Brandon Jackson, a spokesperson from the Veterans’ Services of Lane County, said the organization offers post-traumatic stress disorder counseling specifically for women returning from the military at no cost.

Freyd explained that some of the side effects of combat stress for women include difficulties feeling safe, problems with alcohol or drugs and depression.

“There are severe consequences for victims of betrayal trauma,” Freyd said. “It is not unusual for a woman to feel betrayed by a commander who has put her in a dangerous situation. That kind of betrayal affects how a woman fosters relationships for quite some time after the incident.”

Freyd added that women are forced to cope with combat stress differently than men because of social conditioning. Gelser understands the adjustment time for women is often cut short because of family responsibilities.

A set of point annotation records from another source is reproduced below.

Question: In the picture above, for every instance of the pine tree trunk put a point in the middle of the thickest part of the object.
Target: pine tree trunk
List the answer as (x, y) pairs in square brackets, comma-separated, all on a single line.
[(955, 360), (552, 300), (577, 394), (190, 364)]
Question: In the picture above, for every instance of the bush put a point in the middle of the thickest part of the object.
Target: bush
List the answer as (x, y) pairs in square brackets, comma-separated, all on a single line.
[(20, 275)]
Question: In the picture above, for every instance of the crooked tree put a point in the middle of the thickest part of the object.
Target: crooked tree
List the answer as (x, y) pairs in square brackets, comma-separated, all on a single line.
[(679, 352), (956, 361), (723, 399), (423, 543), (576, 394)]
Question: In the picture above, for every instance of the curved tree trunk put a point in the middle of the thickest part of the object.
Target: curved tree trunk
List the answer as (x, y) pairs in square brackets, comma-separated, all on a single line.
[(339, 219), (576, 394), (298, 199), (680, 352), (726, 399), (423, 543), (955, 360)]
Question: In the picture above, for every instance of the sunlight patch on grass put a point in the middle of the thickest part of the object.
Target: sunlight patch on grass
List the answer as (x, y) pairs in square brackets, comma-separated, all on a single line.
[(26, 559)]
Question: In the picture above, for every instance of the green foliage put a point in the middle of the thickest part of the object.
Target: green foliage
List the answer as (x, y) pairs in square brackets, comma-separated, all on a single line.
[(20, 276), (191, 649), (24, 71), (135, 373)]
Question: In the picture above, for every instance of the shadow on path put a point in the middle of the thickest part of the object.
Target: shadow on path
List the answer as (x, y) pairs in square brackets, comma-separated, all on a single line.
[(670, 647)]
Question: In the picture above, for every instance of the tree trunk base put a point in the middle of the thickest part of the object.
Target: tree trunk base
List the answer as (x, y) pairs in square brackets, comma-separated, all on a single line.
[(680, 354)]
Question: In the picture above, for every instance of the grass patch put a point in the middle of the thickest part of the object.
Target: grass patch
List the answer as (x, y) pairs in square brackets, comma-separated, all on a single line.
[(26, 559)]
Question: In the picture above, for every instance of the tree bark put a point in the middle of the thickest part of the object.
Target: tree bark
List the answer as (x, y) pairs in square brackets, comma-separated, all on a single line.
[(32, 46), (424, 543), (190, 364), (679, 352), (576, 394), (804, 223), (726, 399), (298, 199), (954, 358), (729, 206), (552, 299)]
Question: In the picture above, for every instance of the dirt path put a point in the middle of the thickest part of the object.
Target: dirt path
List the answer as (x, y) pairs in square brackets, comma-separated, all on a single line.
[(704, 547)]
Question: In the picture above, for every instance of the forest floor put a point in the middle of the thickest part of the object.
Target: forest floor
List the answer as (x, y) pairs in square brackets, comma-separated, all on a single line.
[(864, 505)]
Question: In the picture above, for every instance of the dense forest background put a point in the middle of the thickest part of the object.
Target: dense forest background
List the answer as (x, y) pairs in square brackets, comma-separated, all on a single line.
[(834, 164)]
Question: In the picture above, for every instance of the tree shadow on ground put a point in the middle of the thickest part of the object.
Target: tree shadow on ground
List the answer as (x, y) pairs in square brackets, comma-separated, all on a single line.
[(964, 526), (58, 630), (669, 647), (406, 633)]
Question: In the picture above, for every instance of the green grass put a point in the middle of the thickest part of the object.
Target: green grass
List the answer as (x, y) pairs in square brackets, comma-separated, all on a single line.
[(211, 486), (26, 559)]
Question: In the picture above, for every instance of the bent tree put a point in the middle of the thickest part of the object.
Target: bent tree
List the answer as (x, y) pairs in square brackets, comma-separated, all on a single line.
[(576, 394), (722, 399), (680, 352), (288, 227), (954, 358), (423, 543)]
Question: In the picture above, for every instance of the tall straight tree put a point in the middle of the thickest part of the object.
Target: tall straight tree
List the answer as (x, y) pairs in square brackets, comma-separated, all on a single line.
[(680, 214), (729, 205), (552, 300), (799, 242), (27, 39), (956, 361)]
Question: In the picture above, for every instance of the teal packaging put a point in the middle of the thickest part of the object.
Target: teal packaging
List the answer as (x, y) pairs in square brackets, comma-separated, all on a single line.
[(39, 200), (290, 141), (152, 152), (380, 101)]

“Women are unique because they tend to have significant family responsibilities that they must nurture for when they return home,” Gelser said. “Women have to balance their recovery with the role they play in their family.

However, Maj. Joelle Rankins Goodwin, who teaches in the University’s military science program, said she doesn’t notice any discrepancies between the state’s support for women and its support for men.

“We do an awesome job providing services to all of our soldiers,” she said. “At the same time, it can’t hurt to do research just to find out if there are any gaps in the state.”

As a woman who served 22 years in the military, Rankins Goodwin said she has never felt as if she has been treated any differently than her male counterparts.

Women in Eugene have started to form community groups in an effort to bring military women camaraderie.

Eugene veteran Sonja Fry started a women’s veterans club in Eugene in November, which has already grown to include 32 members. She said services from Veterans Affairs have improved dramatically since her time in the service in the 1980s.

“It has gotten so much better that I can’t believe it, and it will probably keep getting better in the future,” she said.